Wir kommen nun zu dem Problem, was eine Lebenseinheit zu erfahren bereit sein muss, um zu kommunizieren. Zunächst einmal muss der anfängliche Ursachepunkt bereit sein, duplizierbar zu sein. Er muss imstande sein, dem Empfangspunkt zumindest etwas Aufmerksamkeit zu schenken. Der anfängliche Empfangspunkt muss bereit sein zu duplizieren, muss bereit sein zu empfangen und muss bereit sein, sich in einen Ursachepunkt zu verwandeln, um die Kommunikation oder eine Antwort darauf zurückzusenden. Und der anfängliche Ursachepunkt muss seinerseits bereit sein, ein Empfangspunkt zu werden. Da wir uns im Grunde mit Ideen und nicht mit Mechanismen beschäftigen, sehen wir dann, dass zwischen einem Ursache – und einem Empfangspunkt eine Geistesverfassung vorhanden sein muss, in der jeder der beiden Punkte bereit ist, willentlich Ursache oder Wirkung zu sein, bereit, willentlich zu duplizieren, bereit, willentlich duplizierbar zu sein, bereit, willentlich zu verändern, bereit, die dazwischenliegende Entfernung zu erfahren; kurz gesagt, bereit zu kommunizieren. Wo wir diese Bedingungen bei einer einzelnen Person oder einer Gruppe erreichen, haben wir geistig gesunde Leute. Wo eine Nichtbereitschaft auftritt, Kommunikation zu senden oder zu empfangen, wo Menschen besessen oder zwanghaft Kommunikationen aussenden, ohne ihnen eine Richtung zu geben und ohne zu versuchen, duplizierbar zu sein, wo Personen, die Kommunikationen empfangen, schweigend dastehen und nicht bestätigen oder antworten, da haben wir aberrierende Faktoren.

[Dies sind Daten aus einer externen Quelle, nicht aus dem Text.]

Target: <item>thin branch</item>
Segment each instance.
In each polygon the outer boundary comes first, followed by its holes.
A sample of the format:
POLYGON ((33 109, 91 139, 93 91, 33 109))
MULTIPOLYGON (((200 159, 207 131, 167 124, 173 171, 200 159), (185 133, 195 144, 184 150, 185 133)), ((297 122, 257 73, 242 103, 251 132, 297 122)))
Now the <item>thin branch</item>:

Ein Mensch ist in dem Masse tot, wie er nicht kommunizieren kann.
Er ist in dem Masse lebendig, wie er kommunizieren kann. Durch zahllose Tests habe ich in überzeugendem Masse entdeckt, dass die einzige Hilfe für das Leben weitere Kommunikation ist. Man muss seine Kommunikationsfähigkeit vergrössern.
Sehr viele Jahre lang habe ich diese Frage gestellt: »Kommunizieren oder nicht kommunizieren?

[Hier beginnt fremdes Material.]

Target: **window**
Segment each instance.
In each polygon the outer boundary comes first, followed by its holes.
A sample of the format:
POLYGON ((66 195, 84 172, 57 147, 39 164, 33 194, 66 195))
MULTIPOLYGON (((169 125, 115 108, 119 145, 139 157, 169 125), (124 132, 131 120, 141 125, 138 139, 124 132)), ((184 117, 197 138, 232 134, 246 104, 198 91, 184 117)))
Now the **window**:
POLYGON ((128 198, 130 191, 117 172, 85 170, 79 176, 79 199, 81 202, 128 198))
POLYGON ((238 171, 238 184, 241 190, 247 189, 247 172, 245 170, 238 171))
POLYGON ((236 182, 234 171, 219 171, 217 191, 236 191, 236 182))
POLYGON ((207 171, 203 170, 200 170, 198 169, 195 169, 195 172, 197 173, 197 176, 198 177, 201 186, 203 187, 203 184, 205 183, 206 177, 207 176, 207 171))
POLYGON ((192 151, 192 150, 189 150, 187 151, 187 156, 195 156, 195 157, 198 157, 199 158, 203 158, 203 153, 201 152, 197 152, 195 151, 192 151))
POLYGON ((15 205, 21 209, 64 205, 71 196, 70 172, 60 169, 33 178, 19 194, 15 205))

« Wenn man sich durch Kommunizieren in solch vollendete Schwierigkeiten gebracht hat, dann sollte man natürlich aufhören zu kommunizieren. Aber das ist nicht der Fall. Wenn man sich durch Kommunizieren in Schwierigkeiten bringt, dann sollte man weiter kommunizieren. Mehr Kommunikation, nicht weniger, ist die Antwort, und nach einem Vierteljahrhundert der Forschung und Überlegung halte ich dieses Rätsel für gelöst.